Hacker News new | ask | show | jobs
by talldrinkofwhat 889 days ago
I'm about a decade out, so I'm sure the SOTA has moved the goal-posts, but the work I did in grad(ish) school revolved around making end-effectors (fancy word for robot hands) that could both grab a styrofoam cup, and grab a wet glass (cylindrical, no pint-cheaters). Plenty of cups were crushed. Plenty of glasses were dropped. Nothing that did both happened by the time I graduated.

The amount of feedback built into your end-effectors (pedantic word for human hands) is insane. If you're not familiar, proprioception is a good google/wiki hole. Most of the signals that allow you to move your hands don't even hit the brain stem, let alone the boss upstairs.
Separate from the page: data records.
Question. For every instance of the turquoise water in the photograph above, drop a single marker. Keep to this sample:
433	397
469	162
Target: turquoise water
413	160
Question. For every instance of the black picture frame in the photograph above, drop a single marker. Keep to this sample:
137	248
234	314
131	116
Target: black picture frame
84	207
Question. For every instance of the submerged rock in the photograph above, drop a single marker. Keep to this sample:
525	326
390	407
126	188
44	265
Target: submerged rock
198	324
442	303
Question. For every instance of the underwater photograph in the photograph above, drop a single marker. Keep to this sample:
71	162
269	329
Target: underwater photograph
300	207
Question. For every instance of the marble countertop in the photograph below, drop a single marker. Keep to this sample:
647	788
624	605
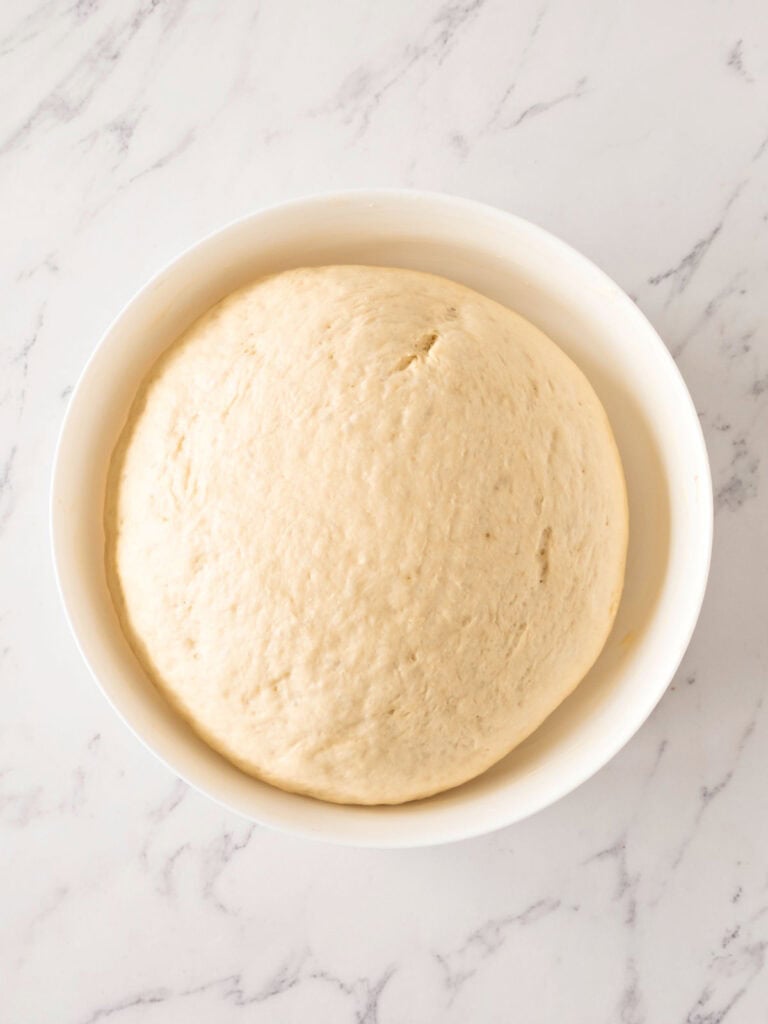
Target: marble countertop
636	131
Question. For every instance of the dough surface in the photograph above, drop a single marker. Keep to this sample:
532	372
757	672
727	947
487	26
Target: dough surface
366	529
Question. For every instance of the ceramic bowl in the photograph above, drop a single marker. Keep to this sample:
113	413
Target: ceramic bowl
655	426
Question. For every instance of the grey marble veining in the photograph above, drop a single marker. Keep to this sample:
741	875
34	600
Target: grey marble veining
638	132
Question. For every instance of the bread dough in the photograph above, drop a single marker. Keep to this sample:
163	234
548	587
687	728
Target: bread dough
366	529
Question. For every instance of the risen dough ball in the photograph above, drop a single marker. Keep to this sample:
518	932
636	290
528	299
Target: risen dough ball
366	529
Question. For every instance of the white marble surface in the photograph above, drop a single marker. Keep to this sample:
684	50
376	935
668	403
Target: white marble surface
638	131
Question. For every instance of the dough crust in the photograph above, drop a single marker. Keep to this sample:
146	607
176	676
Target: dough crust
366	529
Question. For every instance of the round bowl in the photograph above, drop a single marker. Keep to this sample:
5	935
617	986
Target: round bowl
654	423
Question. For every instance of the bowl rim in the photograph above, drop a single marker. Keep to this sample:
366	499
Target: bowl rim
696	588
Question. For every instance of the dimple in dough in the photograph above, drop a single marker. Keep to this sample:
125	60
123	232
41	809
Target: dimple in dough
366	529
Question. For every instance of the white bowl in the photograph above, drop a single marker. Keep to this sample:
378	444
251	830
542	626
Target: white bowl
655	425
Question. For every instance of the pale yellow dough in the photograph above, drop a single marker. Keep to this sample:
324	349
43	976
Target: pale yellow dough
366	529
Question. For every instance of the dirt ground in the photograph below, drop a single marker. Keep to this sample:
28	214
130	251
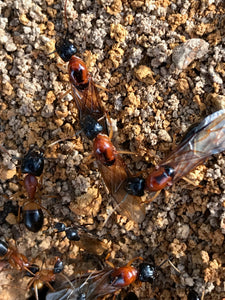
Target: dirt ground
154	93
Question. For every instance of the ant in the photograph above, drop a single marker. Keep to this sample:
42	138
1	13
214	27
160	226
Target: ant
192	295
71	233
43	277
32	164
115	174
84	91
86	240
13	257
200	141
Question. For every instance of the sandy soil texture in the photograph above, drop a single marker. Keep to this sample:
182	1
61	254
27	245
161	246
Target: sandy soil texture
159	81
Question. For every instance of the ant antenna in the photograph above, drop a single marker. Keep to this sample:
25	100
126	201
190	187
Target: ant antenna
67	27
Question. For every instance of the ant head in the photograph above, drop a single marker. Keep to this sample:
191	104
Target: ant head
32	270
146	272
90	127
58	267
3	248
192	295
65	49
33	162
60	227
135	186
72	234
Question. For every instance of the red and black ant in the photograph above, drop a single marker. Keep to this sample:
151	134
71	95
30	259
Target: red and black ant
96	284
43	277
200	142
92	114
32	164
85	239
13	257
115	174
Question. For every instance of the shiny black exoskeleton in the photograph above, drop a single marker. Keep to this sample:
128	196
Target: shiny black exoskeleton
33	162
135	186
65	49
90	127
81	297
131	296
192	295
33	218
33	270
169	171
71	233
146	272
58	267
3	248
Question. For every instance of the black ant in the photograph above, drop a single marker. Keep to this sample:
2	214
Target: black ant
71	233
32	164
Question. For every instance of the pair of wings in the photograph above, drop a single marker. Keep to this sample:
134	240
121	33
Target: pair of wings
93	285
88	103
115	177
200	142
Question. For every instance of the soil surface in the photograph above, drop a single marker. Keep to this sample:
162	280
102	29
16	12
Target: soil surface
157	81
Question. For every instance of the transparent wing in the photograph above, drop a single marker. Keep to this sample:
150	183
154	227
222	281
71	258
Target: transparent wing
93	285
114	177
88	102
202	141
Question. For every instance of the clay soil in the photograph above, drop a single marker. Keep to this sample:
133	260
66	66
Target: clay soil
128	47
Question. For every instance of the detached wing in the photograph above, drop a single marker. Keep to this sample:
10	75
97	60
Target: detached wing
114	177
88	102
202	141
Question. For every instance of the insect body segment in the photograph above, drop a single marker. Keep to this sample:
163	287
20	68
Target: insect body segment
115	173
124	276
92	114
200	142
32	165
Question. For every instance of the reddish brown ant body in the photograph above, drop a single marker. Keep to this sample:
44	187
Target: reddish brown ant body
44	276
84	91
32	164
97	284
200	142
13	257
115	173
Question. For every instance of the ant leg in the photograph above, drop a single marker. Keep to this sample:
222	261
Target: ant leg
36	291
108	262
192	183
153	198
49	286
101	87
64	95
132	260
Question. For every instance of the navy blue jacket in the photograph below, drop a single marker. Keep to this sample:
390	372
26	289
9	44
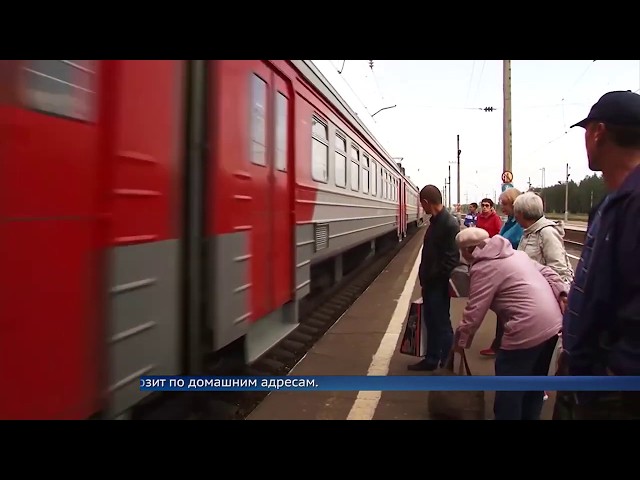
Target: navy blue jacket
605	334
440	254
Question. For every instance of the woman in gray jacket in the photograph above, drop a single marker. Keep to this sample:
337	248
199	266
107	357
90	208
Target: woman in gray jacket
542	239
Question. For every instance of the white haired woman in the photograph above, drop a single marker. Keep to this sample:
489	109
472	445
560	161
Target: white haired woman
528	296
542	239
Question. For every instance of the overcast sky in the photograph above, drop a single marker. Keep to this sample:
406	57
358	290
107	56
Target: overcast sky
437	100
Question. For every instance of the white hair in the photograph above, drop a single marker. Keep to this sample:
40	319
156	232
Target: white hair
529	205
471	237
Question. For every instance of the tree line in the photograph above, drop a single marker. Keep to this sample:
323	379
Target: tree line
582	196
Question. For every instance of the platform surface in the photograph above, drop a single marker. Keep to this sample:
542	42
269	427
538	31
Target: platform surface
365	341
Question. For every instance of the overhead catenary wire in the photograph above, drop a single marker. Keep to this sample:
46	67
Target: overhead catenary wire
562	105
353	91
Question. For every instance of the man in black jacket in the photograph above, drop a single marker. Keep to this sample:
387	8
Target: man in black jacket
440	255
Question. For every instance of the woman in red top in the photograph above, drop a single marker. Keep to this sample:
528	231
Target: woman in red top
488	219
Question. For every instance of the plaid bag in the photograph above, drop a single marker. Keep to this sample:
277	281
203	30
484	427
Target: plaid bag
464	405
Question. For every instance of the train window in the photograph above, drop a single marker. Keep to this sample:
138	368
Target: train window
281	115
374	184
355	168
319	151
365	173
61	87
341	161
258	120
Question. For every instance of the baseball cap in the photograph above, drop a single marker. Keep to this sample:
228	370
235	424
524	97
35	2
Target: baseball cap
471	237
615	108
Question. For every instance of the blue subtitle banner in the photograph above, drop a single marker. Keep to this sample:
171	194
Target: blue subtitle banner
388	383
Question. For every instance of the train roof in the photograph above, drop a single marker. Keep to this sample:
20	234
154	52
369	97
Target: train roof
318	80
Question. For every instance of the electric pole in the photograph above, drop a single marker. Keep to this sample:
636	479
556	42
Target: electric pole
506	116
449	186
566	197
445	192
459	206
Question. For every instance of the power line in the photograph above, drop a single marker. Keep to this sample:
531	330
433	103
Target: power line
353	91
473	68
479	80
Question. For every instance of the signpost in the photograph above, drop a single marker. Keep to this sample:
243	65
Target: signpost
507	178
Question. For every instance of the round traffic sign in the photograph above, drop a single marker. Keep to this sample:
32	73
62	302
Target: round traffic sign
507	177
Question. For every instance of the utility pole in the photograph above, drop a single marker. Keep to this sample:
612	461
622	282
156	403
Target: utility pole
506	116
459	205
449	186
566	197
445	192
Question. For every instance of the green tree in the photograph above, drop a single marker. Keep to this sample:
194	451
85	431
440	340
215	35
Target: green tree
582	196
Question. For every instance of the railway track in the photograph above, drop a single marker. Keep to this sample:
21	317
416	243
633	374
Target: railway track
322	314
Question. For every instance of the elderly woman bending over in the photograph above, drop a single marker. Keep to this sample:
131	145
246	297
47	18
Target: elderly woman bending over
542	239
529	298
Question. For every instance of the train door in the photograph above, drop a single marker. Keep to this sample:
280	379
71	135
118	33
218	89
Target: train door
403	207
48	227
271	268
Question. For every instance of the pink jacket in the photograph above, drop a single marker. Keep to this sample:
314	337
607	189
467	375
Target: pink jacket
516	288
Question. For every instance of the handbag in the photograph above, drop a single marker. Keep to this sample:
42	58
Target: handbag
464	405
459	281
414	340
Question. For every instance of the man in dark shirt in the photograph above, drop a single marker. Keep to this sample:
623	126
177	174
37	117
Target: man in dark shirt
601	326
472	217
440	255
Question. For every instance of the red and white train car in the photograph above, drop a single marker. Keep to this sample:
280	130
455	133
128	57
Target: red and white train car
154	213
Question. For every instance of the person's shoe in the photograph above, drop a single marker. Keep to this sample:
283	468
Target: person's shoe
488	352
422	365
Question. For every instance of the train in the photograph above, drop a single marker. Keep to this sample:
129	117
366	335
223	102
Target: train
159	216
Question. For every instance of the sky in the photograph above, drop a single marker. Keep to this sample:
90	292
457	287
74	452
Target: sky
436	100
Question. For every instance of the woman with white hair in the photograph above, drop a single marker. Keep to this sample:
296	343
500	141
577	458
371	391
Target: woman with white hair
529	298
542	239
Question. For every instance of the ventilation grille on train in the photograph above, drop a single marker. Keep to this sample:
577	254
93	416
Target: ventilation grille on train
322	235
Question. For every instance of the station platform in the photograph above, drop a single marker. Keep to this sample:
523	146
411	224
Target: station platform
366	341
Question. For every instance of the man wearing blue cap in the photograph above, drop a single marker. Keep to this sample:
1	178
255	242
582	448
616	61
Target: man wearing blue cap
601	325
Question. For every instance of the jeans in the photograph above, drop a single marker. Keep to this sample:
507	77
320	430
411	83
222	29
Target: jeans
437	317
525	362
495	345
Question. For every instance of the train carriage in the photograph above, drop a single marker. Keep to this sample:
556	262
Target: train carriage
162	217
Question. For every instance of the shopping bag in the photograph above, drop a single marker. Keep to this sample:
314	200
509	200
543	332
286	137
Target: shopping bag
459	281
464	405
414	341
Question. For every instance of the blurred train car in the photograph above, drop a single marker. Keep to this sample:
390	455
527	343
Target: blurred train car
158	217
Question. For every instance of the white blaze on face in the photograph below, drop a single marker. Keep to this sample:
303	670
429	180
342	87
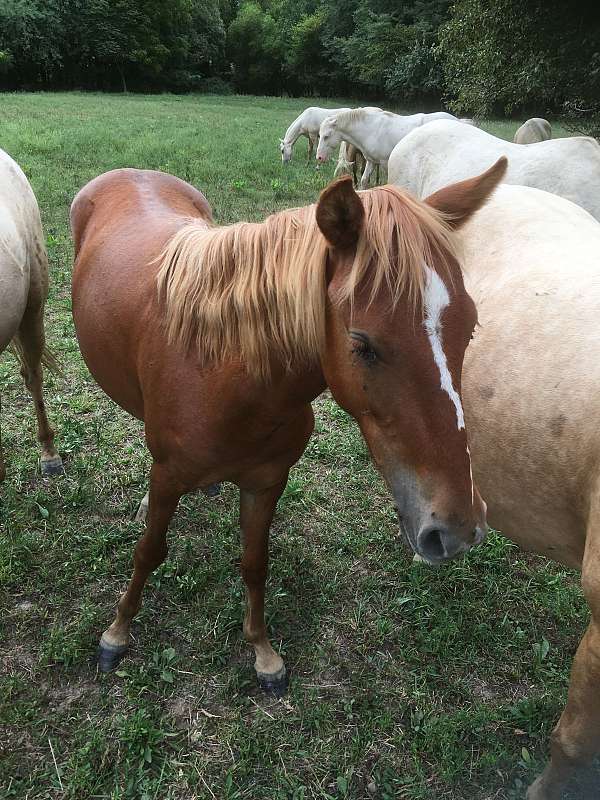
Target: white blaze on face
437	300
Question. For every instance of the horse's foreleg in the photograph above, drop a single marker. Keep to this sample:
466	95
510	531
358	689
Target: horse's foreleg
256	514
311	147
576	739
150	551
364	181
30	341
2	465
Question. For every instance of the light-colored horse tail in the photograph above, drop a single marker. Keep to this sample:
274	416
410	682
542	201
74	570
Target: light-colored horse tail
49	360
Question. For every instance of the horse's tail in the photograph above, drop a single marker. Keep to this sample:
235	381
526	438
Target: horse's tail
343	166
49	360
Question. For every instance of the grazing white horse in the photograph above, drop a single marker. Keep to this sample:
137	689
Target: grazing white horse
535	129
23	291
307	124
531	395
445	152
352	160
373	131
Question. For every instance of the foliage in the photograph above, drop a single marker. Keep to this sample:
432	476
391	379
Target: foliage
518	55
110	43
511	56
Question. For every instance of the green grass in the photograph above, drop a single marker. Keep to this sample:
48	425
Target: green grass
406	682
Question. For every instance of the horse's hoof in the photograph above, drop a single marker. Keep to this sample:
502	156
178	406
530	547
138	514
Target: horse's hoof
276	683
539	791
52	466
110	655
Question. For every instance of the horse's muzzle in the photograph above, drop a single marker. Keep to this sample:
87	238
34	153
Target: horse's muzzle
439	543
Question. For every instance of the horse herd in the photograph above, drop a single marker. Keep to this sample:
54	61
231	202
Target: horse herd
457	322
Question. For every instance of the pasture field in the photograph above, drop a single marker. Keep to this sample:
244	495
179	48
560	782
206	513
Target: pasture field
406	682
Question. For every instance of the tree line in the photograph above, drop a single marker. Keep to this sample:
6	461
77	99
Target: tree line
481	58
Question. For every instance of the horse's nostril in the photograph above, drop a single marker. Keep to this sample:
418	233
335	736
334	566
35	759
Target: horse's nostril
431	544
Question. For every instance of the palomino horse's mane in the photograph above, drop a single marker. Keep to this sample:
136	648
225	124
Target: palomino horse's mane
258	290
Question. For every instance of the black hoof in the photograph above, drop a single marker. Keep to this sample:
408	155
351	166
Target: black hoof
276	684
109	656
53	466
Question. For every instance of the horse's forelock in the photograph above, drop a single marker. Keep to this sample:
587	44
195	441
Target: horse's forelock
258	290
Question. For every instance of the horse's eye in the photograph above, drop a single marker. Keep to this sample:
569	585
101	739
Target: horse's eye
362	347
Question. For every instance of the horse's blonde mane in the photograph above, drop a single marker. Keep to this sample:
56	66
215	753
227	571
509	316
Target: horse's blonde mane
257	291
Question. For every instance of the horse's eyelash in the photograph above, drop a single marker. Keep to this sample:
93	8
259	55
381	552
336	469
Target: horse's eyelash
364	350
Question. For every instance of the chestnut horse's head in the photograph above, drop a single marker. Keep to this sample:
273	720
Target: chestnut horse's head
398	321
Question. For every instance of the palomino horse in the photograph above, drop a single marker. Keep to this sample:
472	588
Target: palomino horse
531	389
220	338
533	130
444	152
23	292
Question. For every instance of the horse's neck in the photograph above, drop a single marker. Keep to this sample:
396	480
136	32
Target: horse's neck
364	135
293	132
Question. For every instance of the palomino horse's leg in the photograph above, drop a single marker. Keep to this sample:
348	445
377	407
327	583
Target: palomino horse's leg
256	514
576	739
2	465
364	181
150	551
31	341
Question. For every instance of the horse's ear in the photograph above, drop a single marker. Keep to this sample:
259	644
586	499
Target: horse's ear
340	214
460	201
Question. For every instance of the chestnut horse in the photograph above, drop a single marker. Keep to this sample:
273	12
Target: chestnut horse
23	292
220	338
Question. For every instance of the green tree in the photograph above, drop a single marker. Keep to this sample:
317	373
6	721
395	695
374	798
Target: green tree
255	49
524	55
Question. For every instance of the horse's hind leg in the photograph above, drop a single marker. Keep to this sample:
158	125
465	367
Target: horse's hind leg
576	739
364	181
30	342
150	551
256	515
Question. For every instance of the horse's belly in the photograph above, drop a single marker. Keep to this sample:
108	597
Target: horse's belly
529	461
107	349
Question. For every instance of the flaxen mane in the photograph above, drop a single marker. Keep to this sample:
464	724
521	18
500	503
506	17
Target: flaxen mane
258	290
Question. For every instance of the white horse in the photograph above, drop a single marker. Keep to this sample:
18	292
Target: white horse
444	152
352	161
531	394
307	124
373	131
535	129
23	292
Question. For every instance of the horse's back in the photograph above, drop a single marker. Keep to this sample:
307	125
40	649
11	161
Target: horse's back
445	151
121	222
533	130
532	374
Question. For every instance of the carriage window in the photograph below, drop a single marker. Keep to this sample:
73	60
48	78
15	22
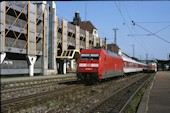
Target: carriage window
89	56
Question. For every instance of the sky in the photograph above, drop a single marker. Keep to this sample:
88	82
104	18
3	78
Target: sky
149	32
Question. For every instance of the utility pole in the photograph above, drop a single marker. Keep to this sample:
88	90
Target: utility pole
85	10
105	43
146	58
115	36
133	50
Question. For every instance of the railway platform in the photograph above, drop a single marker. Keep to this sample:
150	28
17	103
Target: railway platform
14	79
156	98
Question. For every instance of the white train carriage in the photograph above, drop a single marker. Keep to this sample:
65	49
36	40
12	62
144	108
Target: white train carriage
131	65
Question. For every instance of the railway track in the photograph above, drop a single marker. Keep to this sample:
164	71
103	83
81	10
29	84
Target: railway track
72	97
116	102
18	89
21	102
The challenge mostly lies in how we've instrumented these things. Precision requires low tolerances. Low tolerances + unexpected environment == you've just driven your robot through the countertop/pan/coworker or broken a very nicely geared servo.

1 comments

Adding to that, even if we had perfect end-effectors with a good sense of touch, understanding the real world enough to manipulate it is hard.

These days we have 3d cameras, but they still only see part of the objects we want to manipulate. The back side is hidden. So you need to either specify and model all objects to interact with, or have some word of a world model where we can predict what the full object, it's weight, center of gravity, surface texture, etc, is like.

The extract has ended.